Department of Hygiene and Epidemiology, School of Medicine, National and Kapodistrian University of Athens, Athens, Greece.
Division of Infectious Diseases, Department of Medicine, Indiana University School of Medicine, Indianapolis, Indiana, United States of America.
PLoS One. 2020 Oct 23;15(10):e0240654. doi: 10.1371/journal.pone.0240654. eCollection 2020.
Almost 13 million people are estimated to be on antiretroviral therapy in Eastern and Southern Africa, and their disease course and program effectiveness could be significantly affected by the concurrent use of alcohol. Screening for alcohol use may be important to assess the prevalence of alcohol consumption and its impact on patient and programmatic outcomes.

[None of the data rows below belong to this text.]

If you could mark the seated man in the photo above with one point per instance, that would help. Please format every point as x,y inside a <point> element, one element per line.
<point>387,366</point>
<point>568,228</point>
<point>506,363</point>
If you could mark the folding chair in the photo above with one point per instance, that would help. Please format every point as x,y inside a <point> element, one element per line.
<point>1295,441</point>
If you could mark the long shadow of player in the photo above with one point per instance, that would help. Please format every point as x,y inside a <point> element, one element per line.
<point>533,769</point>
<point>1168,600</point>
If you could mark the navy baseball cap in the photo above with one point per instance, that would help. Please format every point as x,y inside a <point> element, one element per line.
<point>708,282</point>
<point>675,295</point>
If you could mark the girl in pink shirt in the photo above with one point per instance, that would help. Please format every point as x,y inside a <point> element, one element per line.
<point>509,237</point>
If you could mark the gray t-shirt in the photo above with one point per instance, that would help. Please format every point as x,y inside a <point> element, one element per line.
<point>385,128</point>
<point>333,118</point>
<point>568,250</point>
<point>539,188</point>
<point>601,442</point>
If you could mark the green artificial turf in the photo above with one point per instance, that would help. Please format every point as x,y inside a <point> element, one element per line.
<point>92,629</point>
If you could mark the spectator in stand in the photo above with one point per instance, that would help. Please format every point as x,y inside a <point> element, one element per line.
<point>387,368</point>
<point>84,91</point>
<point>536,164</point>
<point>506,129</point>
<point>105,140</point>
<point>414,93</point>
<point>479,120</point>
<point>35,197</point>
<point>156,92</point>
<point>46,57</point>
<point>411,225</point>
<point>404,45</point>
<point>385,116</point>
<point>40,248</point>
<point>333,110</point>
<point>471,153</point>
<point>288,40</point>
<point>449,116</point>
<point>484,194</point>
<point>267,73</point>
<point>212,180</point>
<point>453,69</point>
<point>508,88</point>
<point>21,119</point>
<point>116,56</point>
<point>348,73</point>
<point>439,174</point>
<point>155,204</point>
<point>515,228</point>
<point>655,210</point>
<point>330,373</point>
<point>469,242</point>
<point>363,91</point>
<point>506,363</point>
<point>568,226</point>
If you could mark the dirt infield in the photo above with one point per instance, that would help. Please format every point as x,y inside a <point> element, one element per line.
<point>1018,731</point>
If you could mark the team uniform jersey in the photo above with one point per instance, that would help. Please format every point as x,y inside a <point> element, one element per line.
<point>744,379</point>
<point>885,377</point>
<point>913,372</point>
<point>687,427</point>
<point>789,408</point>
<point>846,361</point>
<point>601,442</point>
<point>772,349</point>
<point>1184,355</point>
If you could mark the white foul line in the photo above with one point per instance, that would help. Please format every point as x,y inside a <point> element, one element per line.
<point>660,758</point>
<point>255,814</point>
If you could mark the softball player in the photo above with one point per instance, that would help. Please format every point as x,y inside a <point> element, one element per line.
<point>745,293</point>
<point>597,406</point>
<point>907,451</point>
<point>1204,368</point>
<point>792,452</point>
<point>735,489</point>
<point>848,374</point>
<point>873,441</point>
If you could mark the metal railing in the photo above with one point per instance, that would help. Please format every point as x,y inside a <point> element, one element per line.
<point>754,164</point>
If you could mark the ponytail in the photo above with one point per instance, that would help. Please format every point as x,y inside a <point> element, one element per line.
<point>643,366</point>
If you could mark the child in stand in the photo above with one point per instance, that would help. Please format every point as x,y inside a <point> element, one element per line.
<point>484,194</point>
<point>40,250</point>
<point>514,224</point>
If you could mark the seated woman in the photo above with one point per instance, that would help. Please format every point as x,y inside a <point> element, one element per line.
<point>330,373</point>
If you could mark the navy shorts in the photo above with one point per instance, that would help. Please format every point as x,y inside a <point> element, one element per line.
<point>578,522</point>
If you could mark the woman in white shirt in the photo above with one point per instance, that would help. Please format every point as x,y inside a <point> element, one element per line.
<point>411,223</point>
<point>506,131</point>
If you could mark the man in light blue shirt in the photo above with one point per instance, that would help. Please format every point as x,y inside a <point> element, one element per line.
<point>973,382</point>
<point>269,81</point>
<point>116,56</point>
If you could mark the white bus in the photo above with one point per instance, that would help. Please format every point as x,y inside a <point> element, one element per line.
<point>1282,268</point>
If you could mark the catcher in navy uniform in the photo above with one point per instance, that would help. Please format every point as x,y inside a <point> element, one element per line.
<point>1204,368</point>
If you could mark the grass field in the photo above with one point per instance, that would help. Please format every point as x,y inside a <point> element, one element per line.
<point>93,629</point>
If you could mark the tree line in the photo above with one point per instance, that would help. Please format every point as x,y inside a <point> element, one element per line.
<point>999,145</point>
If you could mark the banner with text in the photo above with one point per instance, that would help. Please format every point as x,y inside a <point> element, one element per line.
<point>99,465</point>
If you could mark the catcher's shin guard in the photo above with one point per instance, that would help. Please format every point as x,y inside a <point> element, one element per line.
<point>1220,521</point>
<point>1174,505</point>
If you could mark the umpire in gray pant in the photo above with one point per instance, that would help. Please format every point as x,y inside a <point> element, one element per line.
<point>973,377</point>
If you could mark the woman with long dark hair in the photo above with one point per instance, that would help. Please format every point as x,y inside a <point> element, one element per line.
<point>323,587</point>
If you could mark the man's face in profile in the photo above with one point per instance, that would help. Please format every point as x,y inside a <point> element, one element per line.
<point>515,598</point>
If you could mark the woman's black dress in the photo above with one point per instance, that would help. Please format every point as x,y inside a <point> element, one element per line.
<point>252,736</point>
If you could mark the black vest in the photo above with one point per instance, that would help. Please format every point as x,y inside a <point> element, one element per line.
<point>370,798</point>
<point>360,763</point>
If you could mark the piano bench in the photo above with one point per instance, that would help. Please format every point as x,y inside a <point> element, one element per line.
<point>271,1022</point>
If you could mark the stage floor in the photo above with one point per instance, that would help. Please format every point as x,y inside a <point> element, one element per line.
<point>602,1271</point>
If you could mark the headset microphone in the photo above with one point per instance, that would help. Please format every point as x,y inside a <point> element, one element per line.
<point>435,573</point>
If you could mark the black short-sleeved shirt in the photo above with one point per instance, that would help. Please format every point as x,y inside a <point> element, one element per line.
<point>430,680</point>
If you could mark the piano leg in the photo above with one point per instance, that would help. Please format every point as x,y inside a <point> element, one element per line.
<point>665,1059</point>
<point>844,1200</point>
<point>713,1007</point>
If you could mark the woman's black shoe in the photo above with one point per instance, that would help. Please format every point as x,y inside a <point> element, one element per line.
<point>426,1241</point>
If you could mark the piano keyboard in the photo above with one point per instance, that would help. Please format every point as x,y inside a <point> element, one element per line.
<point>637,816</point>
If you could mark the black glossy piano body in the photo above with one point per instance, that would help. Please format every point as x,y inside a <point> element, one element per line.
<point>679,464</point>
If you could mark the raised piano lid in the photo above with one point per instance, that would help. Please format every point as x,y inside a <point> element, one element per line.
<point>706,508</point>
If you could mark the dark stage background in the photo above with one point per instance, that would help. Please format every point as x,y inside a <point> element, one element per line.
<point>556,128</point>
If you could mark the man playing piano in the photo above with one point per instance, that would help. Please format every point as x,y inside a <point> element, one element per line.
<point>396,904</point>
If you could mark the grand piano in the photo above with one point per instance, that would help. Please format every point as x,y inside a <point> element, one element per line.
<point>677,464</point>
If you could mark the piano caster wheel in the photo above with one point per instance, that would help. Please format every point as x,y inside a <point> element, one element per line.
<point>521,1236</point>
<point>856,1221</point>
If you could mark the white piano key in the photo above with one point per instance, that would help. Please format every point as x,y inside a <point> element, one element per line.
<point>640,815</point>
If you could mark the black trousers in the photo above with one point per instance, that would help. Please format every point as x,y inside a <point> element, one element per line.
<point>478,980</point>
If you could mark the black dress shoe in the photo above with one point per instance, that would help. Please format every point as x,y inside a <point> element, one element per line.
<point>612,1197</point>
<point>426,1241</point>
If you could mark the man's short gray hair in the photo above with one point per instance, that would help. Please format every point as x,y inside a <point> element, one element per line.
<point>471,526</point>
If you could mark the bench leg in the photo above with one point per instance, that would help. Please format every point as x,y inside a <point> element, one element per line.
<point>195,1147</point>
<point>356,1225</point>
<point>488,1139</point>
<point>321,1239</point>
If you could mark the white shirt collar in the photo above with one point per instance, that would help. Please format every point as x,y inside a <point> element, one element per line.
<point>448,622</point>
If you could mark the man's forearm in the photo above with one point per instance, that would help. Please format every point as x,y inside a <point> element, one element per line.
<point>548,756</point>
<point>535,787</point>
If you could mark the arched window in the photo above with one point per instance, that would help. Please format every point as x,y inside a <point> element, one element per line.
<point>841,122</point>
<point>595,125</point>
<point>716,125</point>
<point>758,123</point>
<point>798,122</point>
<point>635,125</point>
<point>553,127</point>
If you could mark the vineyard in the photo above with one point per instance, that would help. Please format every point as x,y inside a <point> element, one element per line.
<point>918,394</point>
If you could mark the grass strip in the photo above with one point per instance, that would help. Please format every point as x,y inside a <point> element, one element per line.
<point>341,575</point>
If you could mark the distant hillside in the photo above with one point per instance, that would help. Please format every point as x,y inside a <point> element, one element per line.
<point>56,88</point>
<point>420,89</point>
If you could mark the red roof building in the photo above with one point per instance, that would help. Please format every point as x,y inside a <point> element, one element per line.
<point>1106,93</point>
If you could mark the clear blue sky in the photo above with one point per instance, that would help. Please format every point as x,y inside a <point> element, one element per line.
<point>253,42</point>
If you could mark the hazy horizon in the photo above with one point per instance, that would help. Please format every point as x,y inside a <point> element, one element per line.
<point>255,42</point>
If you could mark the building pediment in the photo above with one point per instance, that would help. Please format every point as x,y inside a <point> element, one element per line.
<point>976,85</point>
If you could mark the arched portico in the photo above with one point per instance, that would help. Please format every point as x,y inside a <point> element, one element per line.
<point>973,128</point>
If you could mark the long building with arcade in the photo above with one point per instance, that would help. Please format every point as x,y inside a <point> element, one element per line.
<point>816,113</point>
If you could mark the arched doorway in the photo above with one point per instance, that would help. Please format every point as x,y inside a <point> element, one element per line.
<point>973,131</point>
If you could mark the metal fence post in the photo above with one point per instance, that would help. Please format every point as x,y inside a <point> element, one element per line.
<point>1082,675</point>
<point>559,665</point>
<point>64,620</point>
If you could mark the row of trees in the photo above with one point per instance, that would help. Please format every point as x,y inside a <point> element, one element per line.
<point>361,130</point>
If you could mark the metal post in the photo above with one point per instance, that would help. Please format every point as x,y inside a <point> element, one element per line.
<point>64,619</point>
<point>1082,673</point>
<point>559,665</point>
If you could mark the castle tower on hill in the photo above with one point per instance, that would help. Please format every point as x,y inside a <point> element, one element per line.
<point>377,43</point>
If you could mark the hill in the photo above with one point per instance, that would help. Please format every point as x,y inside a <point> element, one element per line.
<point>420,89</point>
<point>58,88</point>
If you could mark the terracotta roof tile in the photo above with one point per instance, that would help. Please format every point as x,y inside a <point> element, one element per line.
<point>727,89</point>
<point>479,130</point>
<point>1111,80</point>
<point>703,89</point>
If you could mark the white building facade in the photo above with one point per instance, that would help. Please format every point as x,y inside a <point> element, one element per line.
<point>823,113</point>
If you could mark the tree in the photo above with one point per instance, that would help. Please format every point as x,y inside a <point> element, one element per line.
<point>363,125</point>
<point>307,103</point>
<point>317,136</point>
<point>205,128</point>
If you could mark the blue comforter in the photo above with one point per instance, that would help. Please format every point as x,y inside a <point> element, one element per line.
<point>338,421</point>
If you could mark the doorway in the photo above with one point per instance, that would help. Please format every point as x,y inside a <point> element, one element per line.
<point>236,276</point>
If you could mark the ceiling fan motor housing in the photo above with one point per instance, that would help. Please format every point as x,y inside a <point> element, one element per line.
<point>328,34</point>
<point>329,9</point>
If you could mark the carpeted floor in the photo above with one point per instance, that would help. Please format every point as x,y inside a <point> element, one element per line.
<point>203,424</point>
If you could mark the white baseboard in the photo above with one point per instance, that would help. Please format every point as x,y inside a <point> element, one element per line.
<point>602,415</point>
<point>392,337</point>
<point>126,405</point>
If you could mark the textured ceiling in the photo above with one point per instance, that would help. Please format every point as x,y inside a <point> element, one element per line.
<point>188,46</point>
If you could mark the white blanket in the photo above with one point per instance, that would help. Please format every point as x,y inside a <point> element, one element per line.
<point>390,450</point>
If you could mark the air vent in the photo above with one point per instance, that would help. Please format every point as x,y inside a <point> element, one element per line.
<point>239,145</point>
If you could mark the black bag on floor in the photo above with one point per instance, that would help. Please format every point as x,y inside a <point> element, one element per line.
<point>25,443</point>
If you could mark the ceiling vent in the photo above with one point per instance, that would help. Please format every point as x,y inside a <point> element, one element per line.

As part of this observational study, data on patient characteristics and alcohol consumption were collected on a cohort of 765 adult patients enrolling in HIV care in East Africa. Alcohol consumption was assessed with the AUDIT questionnaire at enrollment. Subjects were classified as consuming any alcohol (AUDIT score >0), hazardous drinkers (AUDIT score ≥8) and hyper drinkers (AUDIT score ≥16). The effects of alcohol consumption on retention in care, death and delays in antiretroviral therapy (ART) initiation were assessed through competing risk (Fine & Gray) models.
Of all study participants, 41.6% consumed alcohol, 26.7% were classified as hazardous drinkers, and 16.0% as hyper drinkers. Depending on alcohol consumption classification, men were 3-4 times more likely to consume alcohol compared to women. Hazardous drinkers (median age 32.8 years) and hyper drinkers (32.7 years) were slightly older compared to non-hazardous drinkers (30.7 years) and non-hyper drinkers (30.8 years), (p-values = 0.014 and 0.053 respectively). Median CD4 at enrollment was 330 cells/μl and 16% were classified World Health Organization (WHO) stage 3 or 4. There was no association between alcohol consumption and CD4 count or WHO stage at enrollment. Alcohol consumption was associated with significantly lower probability of ART initiation (adjusted sub-distribution hazard ratio aSHR = 0.77 between alcohol consumers versus non-consumers; p-value = 0.008), and higher patient non-retention in care (aSHR = 1.77, p-value = 0.023).
Alcohol consumption is associated with significant delays in ART initiation and reduced retention in care for patients enrolling in HIV care and treatment programs in East Africa. Consequently, interventions that target alcohol consumption may have a significant impact on the HIV care cascade.
据估计,在东非和南非,有近 1300 万人正在接受抗逆转录病毒治疗,他们的疾病进程和项目效果可能会受到同时使用酒精的显著影响。筛查饮酒情况可能对评估酒精消费的流行程度及其对患者和项目结果的影响很重要。
作为这项观察性研究的一部分,在东非艾滋病毒护理中登记的 765 名成年患者的队列中收集了患者特征和酒精消费数据。在入组时使用 AUDIT 问卷评估酒精消费。将饮酒者分为有任何饮酒行为者(AUDIT 评分>0)、危险饮酒者(AUDIT 评分≥8)和过度饮酒者(AUDIT 评分≥16)。通过竞争风险(Fine 和 Gray)模型评估饮酒对保留护理、死亡和延迟开始抗逆转录病毒治疗(ART)的影响。
在所有研究参与者中,41.6%的人饮酒,26.7%的人被归类为危险饮酒者,16.0%的人被归类为过度饮酒者。根据饮酒分类,男性饮酒的可能性是女性的 3-4 倍。与非危险饮酒者(30.7 岁)和非过度饮酒者(30.8 岁)相比,危险饮酒者(中位年龄 32.8 岁)和过度饮酒者(32.7 岁)年龄稍大(p 值分别为 0.014 和 0.053)。入组时的中位 CD4 为 330 个细胞/μl,16%的人被归类为世界卫生组织(WHO)第 3 或 4 期。饮酒与入组时的 CD4 计数或 WHO 分期无相关性。饮酒与开始接受 ART 的可能性显著降低(饮酒者与非饮酒者之间的调整亚分布风险比 aSHR = 0.77;p 值=0.008)和患者保留护理率降低显著相关(aSHR = 1.77,p 值=0.023)。
在东非艾滋病毒护理和治疗项目中,饮酒与开始接受 ART 的显著延迟和保留护理率降低有关。因此,针对酒精消费的干预措施可能会对艾滋病毒护理链产生重大影响。